The original name of the system was called Gorilla. The architecture was described in a VLDB 2015 research paper. The project was then open-sourced in 2017 and then discontinued in 2018. The original solution to handling monitoring data was an HBase-backed TSDB (Time series database), but the primary issues revolved around slow aggregate queries, and slow writes.
Beringei uses a checkpoint file to mark when complete block files are fully flushed to disk. When a file is complete, the database will mark this in the checkpoint and delete the corresponding logs. In the case of a failure to flush, such as a system crash, the checkpoint file will not exist when the system restarts, indicating that the block file may be corrupt, and it will read from the log instead.
Beringei features a time series compression algorithm that on average compresses each time series by 12x, without loss of resolution as some lossy compression algorithms would do, and works with double precision floating point values that are present in monitoring time series data.
The algorithm was derived from the floating point data compression scheme in scientific computation, that leverages XOR's with previous values to generate a delta encoding. Beringei does not do additional compression across the time series outside of this delta encoding. Each data point in the time series, the time stamp and the value, are represented by a pair of 64 bit values. Each timestamp/value is compressed separately, by using XOR's with the previous timestamp/value. The crux of the idea is that once we have stored the initial value, values following can XOR themselves with the previous value, and obtain the number of significant bits in difference, which is then encoded with a header that serializes the difference.
Time Stamp Compression
Beringei uses a "delta of deltas" compression for time stamps, as most time stamp data points are sent at a fixed interval. This allows the database to store the difference in time stamp, rather than the whole time stamp.
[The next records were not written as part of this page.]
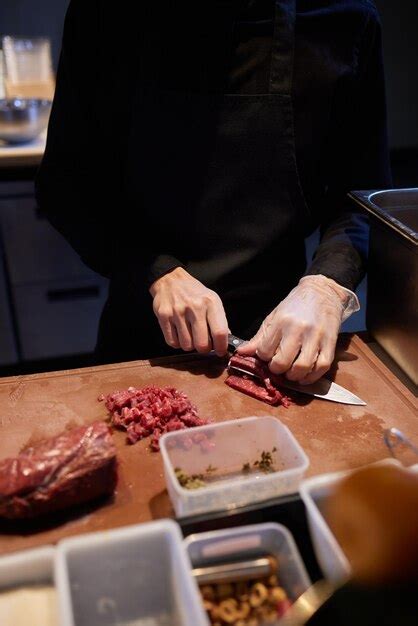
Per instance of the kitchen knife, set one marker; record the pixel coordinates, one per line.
(323, 388)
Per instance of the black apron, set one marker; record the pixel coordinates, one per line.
(216, 182)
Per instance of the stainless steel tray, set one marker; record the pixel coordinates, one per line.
(392, 295)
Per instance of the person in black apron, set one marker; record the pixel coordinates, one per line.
(209, 234)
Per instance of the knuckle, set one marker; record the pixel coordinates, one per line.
(278, 366)
(202, 348)
(164, 314)
(306, 326)
(179, 310)
(286, 319)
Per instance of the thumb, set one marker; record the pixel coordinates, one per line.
(250, 347)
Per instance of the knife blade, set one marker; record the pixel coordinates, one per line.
(323, 388)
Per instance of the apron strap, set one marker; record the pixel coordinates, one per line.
(282, 57)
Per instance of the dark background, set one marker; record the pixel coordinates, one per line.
(400, 30)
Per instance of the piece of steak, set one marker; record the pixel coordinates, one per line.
(151, 412)
(75, 467)
(263, 387)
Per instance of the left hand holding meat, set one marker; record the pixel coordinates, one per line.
(299, 336)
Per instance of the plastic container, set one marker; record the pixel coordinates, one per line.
(314, 493)
(250, 542)
(226, 447)
(26, 569)
(331, 558)
(134, 576)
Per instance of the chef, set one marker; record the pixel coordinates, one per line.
(193, 146)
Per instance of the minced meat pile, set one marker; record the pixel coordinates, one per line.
(151, 412)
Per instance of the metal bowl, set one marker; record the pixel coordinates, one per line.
(22, 119)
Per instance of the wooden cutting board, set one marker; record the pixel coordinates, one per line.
(334, 436)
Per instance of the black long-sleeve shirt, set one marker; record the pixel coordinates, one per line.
(339, 116)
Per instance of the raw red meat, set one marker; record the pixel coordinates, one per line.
(151, 411)
(73, 468)
(263, 387)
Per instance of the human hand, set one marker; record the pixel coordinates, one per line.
(299, 336)
(190, 315)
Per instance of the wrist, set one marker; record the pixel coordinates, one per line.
(348, 299)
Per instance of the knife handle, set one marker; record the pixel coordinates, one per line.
(234, 342)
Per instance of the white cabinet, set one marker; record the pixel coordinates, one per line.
(54, 298)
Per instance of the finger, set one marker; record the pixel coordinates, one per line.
(286, 354)
(200, 332)
(184, 333)
(250, 347)
(168, 330)
(304, 363)
(269, 338)
(322, 365)
(218, 326)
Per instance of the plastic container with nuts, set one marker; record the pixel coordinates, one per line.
(255, 601)
(226, 458)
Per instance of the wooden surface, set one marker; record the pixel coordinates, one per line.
(334, 436)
It uses a simple schema for variable length encoding of time stamps after storing the initial time stamp, and the overall result is that 96% of time stamps can be compressed to a single bit.
Beringei compresses values in addition to time stamps. It uses the aformentioned XOR floating point compression with a variable length encoding scheme to store its values.
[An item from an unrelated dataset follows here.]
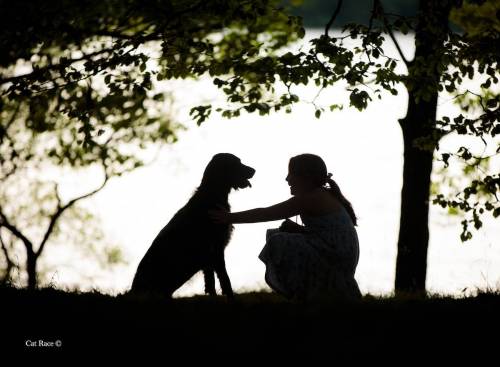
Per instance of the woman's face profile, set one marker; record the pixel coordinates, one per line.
(298, 185)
Deterministic Concurrency Control
There is a single read-write spin lock that protects the TSmap and shared-pointer vector in the memory, and then a 1-byte spin lock is used for each time series. There is low contention between reads and writes since each individual series has low write throughput.
Beringei's primary data structure is a TSmap, or a Timeseries Map. It uses a C++ vector of shared-pointers to the time series names, and a case-insensitive map of time series names to the time series. The shared pointers allow scans to copy the vector quickly, while the map allows constant time lookup of a specific time series.
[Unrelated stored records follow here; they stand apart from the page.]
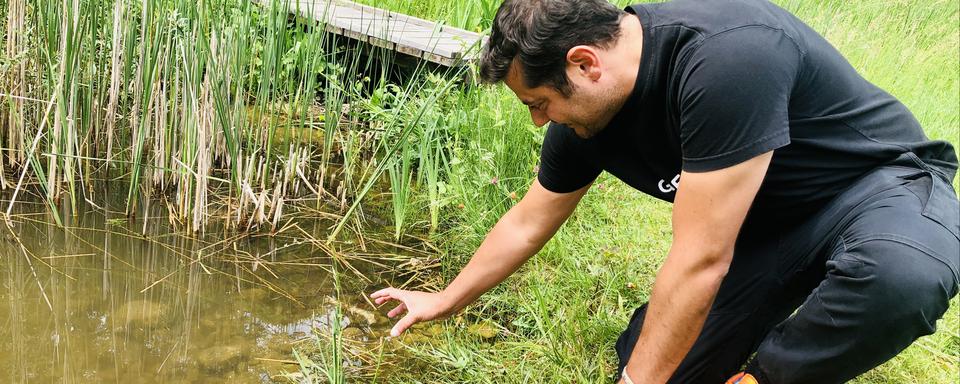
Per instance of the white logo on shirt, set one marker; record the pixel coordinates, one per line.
(671, 187)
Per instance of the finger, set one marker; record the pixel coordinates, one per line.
(397, 310)
(403, 324)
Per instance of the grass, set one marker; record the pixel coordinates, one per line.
(247, 117)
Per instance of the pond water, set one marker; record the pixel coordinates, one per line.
(107, 299)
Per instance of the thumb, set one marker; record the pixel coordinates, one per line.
(403, 324)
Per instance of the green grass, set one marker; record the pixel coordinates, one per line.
(560, 314)
(225, 111)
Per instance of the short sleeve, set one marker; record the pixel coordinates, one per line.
(563, 168)
(734, 97)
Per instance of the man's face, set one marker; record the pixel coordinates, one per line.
(587, 110)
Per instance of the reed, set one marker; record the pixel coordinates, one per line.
(227, 109)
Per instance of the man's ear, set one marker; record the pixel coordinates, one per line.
(584, 61)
As Beringei does not offer ACID guarantees, there is no write-ahead-log. Instead, data is buffered up to 64kB and then flushed. This is typically 1-2 seconds of data, which was a designed tradeoff so that if the system crashed only a small amount of data would be lost.
Every two hours, the compressed block data is also copied to desk, as the compression makes it smaller than the log files. One complete block is produced for every two hours worth of data, structured as a set of 64kB data blocks, copied directly from memory, and a list of (time series ID, data block pointer) pairs.
Facebook has a custom developed query service that runs in its Operational Data Store, ODS, and within Beringei, queries are extremely low latency. They have also developed a number of analysis tools made possible by said low latency read queries.
Facebook developed a time-series correlation engine for Beringei. It allows for users to search multiple time series in an interactive manner, currently limited to 1 million at a time. It calculates the Pearson Product Moment Correlation Coefficient (PPMCC), cross comparing a single time series against a set of time series. This aid's the answering of questions of causation, such as "What happened around the time my service broke" (direct quote from VLDB research paper)
Due to the low latency read queries, data visualizations that involve large sets of data can be created quickly, and allows users to visualize scans across large datasets. This makes it easy to spot outliers and anomalies.
Aggregations Beringei periodically runs a background process that scans the database every two hours, generating new aggregate values. This helps reduce load on the HBase cluster.
Beringei was always designed to store all of the data in memory. It can also be used as a write through cache for other TSDBs, by acting as the intermediate store, in front of an on-disk TSDB.
N-ary Storage Model (Row/Record)
Beringei stores each datapoint in a 3-tuple, consisting of a unique string key, a 64-bit time stamp integer, and a double precision floating point value.
Beringei shards its monitoring data based on unique string keys, so that each time-series dataset can be mapped to a single host. Scaling of the database is simple since it has a share-nothing architecture.
Beringei can handle single node failures, network cuts, and entire datacenter failures by writing each time series value synchronously to two different hosts in two separate geographic regions. When a fault is detected, all read queries in one region are mapped to the other region so there is no disruption from the user end.